If anything, I'd recommend that comments be written in such a way as to be correctly renderable by Marginalia (I haven't looked into how it handles triple and quad semicolons).

uvtc avatar Jan 08 '13 19:01 uvtc

Incidentally, and related to this topic: where you, for example, have

;;; object creation
;; good
(java.util.ArrayList. 100)

;; bad
(new java.util.ArrayList 100)

;;; static method invocation
;; good
(Math/pow 2 10)

;; bad
(. Math pow 2 10)

I'd be tempted to make that:

;; ## object creation
;; good
(java.util.ArrayList. 100)

;; bad
(new java.util.ArrayList 100)

;; ## static method invocation
;; good
(Math/pow 2 10)

;; bad
(. Math pow 2 10)

such that "object creation" and "static method invocation" now look more like (H2) headings (both to the reader, and to the marginalia parser). :)

uvtc avatar Jan 08 '13 20:01 uvtc

The tradition dates back to Scheme AFAIK and is considered the facto standard in every Lisp. The margin exception rule is pretty common and I basically copied it from the Scheme style guide, but I dislike it as well and I'll probably remove it soon. I do like the triple and quadruple comments - they carry semantic information and that's not a bad thing.

bbatsov avatar Jan 08 '13 21:01 bbatsov

The tradition dates back to Scheme AFAIK and is considered the facto standard in every Lisp.

My guess is, that tradition may be changing with Clojure (just my 2 cents). I very much like the idea having comments in markdown. This way, if I'm away from some code for weeks/months, and want to quickly come to terms with it, I can have Marginalia process it and read through nicely-rendered (as html) comments side-by-side with the code. (Likewise, if I'm learning my way around someone else's code.)

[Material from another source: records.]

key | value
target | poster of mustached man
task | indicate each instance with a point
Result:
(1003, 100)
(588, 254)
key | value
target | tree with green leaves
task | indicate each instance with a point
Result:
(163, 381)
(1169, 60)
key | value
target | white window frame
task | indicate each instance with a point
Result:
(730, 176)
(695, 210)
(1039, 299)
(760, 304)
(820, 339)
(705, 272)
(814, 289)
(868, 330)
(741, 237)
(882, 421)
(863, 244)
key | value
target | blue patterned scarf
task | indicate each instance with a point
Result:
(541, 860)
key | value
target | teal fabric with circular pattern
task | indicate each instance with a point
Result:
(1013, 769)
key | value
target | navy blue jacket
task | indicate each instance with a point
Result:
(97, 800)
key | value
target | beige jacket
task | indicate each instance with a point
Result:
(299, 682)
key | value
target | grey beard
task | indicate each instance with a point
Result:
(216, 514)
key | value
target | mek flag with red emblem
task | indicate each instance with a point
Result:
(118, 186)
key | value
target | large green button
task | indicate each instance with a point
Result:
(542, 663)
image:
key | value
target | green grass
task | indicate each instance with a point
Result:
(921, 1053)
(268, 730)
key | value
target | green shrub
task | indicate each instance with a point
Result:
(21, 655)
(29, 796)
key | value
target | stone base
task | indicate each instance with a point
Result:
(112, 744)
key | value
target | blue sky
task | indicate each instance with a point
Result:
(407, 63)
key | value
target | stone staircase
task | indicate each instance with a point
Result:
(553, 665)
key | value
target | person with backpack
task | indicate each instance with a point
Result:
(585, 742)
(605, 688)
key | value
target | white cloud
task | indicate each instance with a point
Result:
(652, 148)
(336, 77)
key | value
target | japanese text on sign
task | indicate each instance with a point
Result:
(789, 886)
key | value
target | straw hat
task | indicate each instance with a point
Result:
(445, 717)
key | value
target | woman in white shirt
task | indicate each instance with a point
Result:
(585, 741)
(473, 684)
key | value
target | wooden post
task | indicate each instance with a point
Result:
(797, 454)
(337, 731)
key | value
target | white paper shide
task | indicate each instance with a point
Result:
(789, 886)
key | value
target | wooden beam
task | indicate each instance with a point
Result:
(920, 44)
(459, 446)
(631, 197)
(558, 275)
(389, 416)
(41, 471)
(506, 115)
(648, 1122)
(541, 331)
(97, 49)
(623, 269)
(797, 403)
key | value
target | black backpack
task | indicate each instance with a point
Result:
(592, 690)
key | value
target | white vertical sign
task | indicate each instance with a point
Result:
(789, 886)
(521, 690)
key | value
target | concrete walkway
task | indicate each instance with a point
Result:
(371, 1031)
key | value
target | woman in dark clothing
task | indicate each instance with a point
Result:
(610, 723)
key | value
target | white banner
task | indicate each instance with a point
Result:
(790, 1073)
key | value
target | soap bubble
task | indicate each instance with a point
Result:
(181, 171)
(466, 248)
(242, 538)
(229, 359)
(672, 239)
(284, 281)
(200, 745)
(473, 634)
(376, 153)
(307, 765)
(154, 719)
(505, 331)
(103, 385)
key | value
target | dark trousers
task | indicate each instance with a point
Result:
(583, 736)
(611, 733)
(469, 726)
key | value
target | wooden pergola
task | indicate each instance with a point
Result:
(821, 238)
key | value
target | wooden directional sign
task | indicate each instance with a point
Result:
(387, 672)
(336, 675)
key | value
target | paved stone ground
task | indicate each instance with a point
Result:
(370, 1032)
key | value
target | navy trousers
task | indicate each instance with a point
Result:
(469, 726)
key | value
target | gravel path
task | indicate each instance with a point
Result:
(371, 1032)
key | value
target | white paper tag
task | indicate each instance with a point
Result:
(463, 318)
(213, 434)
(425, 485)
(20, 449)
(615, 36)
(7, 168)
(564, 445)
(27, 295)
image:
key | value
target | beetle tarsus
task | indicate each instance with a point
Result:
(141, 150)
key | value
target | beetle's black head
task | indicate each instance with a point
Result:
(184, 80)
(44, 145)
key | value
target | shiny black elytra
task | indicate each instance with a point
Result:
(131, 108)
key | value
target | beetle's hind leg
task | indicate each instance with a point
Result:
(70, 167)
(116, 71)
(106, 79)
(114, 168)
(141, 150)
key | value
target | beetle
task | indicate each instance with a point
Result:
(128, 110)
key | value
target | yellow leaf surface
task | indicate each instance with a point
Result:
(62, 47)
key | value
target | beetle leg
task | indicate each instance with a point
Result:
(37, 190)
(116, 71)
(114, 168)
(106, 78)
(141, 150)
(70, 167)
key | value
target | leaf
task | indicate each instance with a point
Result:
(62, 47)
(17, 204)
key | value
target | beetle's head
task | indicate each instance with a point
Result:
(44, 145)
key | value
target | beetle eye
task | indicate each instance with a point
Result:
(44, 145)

If there were another popular tool like Marginalia which maybe rendered ";;; foo" ---> <h2>foo</h2>, ";;;; foo" --> <h1>foo</h1>, I could imagine the repeated semicolon syntax maybe being useful, but it's still problematic:

  • for one thing, I have to count semicolons
  • for another, there's no h3 (unless you make ;;; --> h3, ;;;; --> h2, ;;;;; --> h1).

Seems to me markdown is preferable to that. And also, many folks generally use some markdown in comments already (italics and code, for example).